Lengthy experience and a mountain of peer-reviewed evidence leave little doubt that 2-Fluoro-6-methyl-3-nitropyridine stands as more than a stockroom item. Its distinctive balance of fluorine-driven selectivity, methyl-induced steric control, and nitro-powered reactivity contributes meaningfully to research pipelines across pharma, agriculture, and material science. Through careful handling, rigorous quality management, and constant technical improvements, this compound has earned its role as a reliable partner for discovery and production. Every project gains from a solid, dependable foundation, and for my part, this molecule consistently delivers on that promise.
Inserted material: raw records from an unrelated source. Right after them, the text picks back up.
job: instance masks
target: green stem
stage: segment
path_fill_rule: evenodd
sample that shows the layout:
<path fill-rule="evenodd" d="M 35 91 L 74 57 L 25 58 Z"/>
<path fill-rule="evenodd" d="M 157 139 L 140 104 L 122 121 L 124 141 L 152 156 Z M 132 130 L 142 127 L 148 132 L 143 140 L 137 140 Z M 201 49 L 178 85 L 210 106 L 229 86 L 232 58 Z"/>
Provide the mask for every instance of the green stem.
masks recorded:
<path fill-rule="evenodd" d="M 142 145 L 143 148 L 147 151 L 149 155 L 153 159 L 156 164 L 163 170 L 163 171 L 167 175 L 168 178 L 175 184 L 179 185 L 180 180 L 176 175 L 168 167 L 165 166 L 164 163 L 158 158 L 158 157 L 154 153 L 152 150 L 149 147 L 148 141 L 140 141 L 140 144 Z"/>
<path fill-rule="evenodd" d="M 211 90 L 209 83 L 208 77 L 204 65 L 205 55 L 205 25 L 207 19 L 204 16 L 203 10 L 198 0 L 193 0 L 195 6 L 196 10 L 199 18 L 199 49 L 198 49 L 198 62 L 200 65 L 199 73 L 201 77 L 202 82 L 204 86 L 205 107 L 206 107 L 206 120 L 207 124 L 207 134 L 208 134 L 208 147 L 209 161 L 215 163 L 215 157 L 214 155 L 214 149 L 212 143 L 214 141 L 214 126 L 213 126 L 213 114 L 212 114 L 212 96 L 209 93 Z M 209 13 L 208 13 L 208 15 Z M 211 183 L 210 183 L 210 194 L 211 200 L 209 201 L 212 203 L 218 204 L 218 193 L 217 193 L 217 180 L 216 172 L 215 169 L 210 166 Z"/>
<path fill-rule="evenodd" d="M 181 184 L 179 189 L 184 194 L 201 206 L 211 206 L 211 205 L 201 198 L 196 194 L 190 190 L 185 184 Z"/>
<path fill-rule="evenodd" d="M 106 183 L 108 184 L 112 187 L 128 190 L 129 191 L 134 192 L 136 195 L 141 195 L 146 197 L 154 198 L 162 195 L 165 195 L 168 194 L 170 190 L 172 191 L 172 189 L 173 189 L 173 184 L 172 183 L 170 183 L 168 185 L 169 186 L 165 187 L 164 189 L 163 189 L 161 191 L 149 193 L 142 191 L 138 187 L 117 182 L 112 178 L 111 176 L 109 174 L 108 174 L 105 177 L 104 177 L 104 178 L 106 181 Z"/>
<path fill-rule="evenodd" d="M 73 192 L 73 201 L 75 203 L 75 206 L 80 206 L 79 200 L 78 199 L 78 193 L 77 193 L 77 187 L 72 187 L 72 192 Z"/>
The world of chemical innovation leans on tools both old and new, and the value of a molecule like this isn’t static. With each passing year, creative researchers coax new behaviors, tighten purity profiles, and move closer to more sustainable production. Transparent reporting, honest technical support, and the patience to iterate solutions matter just as much as any molecular property. Being able to trust an intermediate’s performance frees talent to chase breakthroughs, solve problems, and, yes, occasionally fail safely. The result is a climate that rewards careful analysis, open collaboration, and lifelong learning—reasons that compounds like 2-Fluoro-6-methyl-3-nitropyridine continue to matter for seasoned experts and new entrants alike.
As research demands grow and global connectivity accelerates, the foundation built on reliable intermediates provides both stability and room to stretch into the unknown. For teams seeking dependability, creative opportunity, and the tangible satisfaction of bringing new ideas to life, this compound remains a welcome ally and a benchmark for chemical quality.